Employees with disabilities and long-term health problems are far more likely to be ill-treated in the workplace, according to an ESRC-funded study. The study, led by Professor Ralph Fevre from Cardiff University, is the largest national representative study of ill-treatment of UK employees in the workplace to date. It found that employees with a disability or long-term illness reported they were more likely to have negative experiences at work.

For example, 13.4 per cent of people with a disability or long-term illness said they had been humiliated or ridiculed in connection with their work, compared to 8.7 per cent for people without a disability. Also, 11.6 per cent of people with a disability said they had experienced actual physical violence at work, compared to 5.5 per cent of people without a disability.
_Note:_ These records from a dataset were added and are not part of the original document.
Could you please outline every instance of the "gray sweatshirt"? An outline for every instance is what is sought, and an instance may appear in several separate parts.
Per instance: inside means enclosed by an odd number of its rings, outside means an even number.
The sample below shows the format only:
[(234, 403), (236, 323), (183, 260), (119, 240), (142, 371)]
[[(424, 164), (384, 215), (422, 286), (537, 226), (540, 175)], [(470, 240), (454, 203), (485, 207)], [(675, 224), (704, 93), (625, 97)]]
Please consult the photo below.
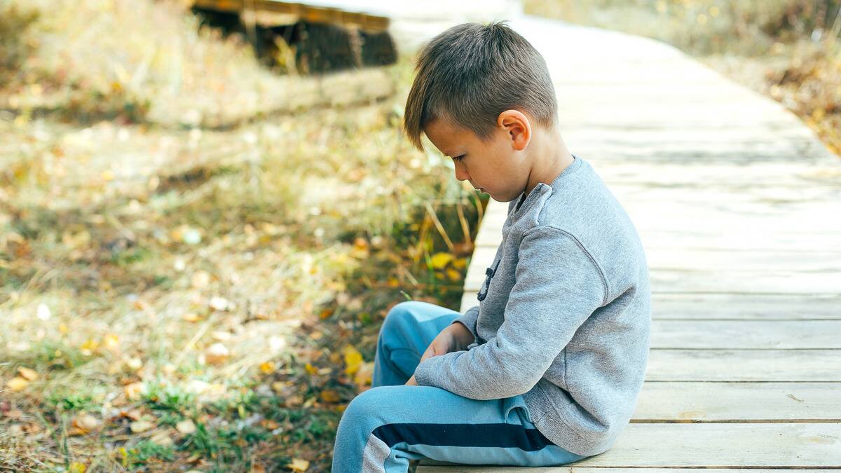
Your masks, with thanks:
[(415, 379), (471, 399), (523, 395), (537, 430), (594, 455), (613, 445), (636, 407), (651, 290), (636, 228), (573, 156), (551, 185), (509, 204), (479, 305), (453, 322), (475, 343), (424, 360)]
The research findings have had significant impacts amongst policymakers, industry stakeholders and non-governmental organisations (NGOs). They have also influenced the way in which HR managers, trade union representatives and employment consultants construct problems in the workplace. Finally, they have improved understanding of the incidence and profile of workplace violence - not only amongst the general public, but also amongst practitioners, particularly in health and social care.

The findings about the extent and nature of workplace violence led to the publication of two reports, Work fit for All in 2008 and Insight Into Ill-treatment In The Workplace in November 2011, as well as a book, Trouble at Work, in 2012.